Image-Dim: torch.Size([1, 128, 128]) is 30
Image-Dim: torch.Size([1, 128, 128]) is 12
Image-Dim: torch.Size([1, 128, 128]) is 6
Image-Dim: torch.Size([1, 128, 128]) is 6
Image-Dim: torch.Size([1, 128, 128]) is 11
Image-Dim: torch.Size([1, 128, 128]) is 29
Image-Dim: torch.Size([1, 128, 128]) is 20
Image-Dim: torch.Size([1, 128, 128]) is 6
Image-Dim: torch.Size([1, 128, 128]) is 33
Image-Dim: torch.Size([1, 128, 128]) is 12
Image-Dim: torch.Size([1, 128, 128]) is 32
Image-Dim: torch.Size([1, 128, 128]) is 16
Image-Dim: torch.Size([1, 128, 128]) is 4
Image-Dim: torch.Size([1, 128, 128]) is 23
Image-Dim: torch.Size([1, 128, 128]) is 25
Image-Dim: torch.Size([1, 128, 128]) is 15
Image-Dim: torch.Size([1, 128, 128]) is 21
Image-Dim: torch.Size([1, 128, 128]) is 30
Image-Dim: torch.Size([1, 128, 128]) is 4
Image-Dim: torch.Size([1, 128, 128]) is 35
Image-Dim: torch.Size([1, 128, 128]) is 6
Image-Dim: torch.Size([1, 128, 128]) is 32
Image-Dim: torch.Size([1, 128, 128]) is 21
Image-Dim: torch.

### 2.2 Hyperparameters

In [20]:
EPOCHS = 5
BATCH_SIZE = 32

In [21]:
criterion = nn.CrossEntropyLoss()
optimizer = torch.optim.Adam(cnn.parameters(), lr=0.001)

In [23]:
trn_corr = 0
trn_total = 0
for epoch in range(EPOCHS):
    for i, batch in enumerate(dataloader):
        images = batch['image'].float()
        labels = batch['label']
        batch_size = images.size(0)

        y_pred = cnn(images)
        loss = criterion(y_pred, labels)

        predicted = torch.max(y_pred, 1)[1]
        batch_corr = (predicted == labels).sum()
        trn_corr += batch_corr
        trn_total += batch_size

        optimizer.zero_grad()
        loss.backward()
        optimizer.step()

        if i % 50 == 0:
            batch_acc = batch_corr / batch_size * 100
            overall_acc = trn_corr / trn_total * 100
            print(f"Epoch {epoch},\tBatch {i},\tloss: {loss.item()}:.8f,\tBatch Accuracy: {batch_acc:.4f}%,\tOverall Accuracy: {overall_acc:.4f}%")

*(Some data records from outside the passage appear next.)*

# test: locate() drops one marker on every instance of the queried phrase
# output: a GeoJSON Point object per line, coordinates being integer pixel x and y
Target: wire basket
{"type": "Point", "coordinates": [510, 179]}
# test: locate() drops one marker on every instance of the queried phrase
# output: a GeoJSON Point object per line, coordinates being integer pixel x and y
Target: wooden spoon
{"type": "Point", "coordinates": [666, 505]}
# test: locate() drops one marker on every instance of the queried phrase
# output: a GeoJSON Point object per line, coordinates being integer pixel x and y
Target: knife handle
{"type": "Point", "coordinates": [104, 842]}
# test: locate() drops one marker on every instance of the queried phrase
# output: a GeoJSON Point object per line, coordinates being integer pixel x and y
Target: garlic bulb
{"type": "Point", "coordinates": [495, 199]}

Epoch 0,	Batch 0,	loss: 0.22706615924835205:.8f,	Batch Accuracy: 90.6250%,	Overall Accuracy: 90.6250%
Epoch 0,	Batch 50,	loss: 0.026161380112171173:.8f,	Batch Accuracy: 100.0000%,	Overall Accuracy: 95.9559%
Epoch 0,	Batch 100,	loss: 0.17253613471984863:.8f,	Batch Accuracy: 93.7500%,	Overall Accuracy: 95.0186%
Epoch 0,	Batch 150,	loss: 0.3576127886772156:.8f,	Batch Accuracy: 93.7500%,	Overall Accuracy: 95.0331%
Epoch 0,	Batch 200,	loss: 0.09526198357343674:.8f,	Batch Accuracy: 96.8750%,	Overall Accuracy: 95.1026%
Epoch 0,	Batch 250,	loss: 0.16261379420757294:.8f,	Batch Accuracy: 93.7500%,	Overall Accuracy: 95.3561%
Epoch 0,	Batch 300,	loss: 0.16095830500125885:.8f,	Batch Accuracy: 93.7500%,	Overall Accuracy: 95.2450%
Epoch 1,	Batch 0,	loss: 0.0854441374540329:.8f,	Batch Accuracy: 96.8750%,	Overall Accuracy: 95.2430%
Epoch 1,	Batch 50,	loss: 0.20213688910007477:.8f,	Batch Accuracy: 96.8750%,	Overall Accuracy: 95.3059%
Epoch 1,	Batch 100,	loss: 0.08905906975269318:.8f,	Batch Accuracy: 96.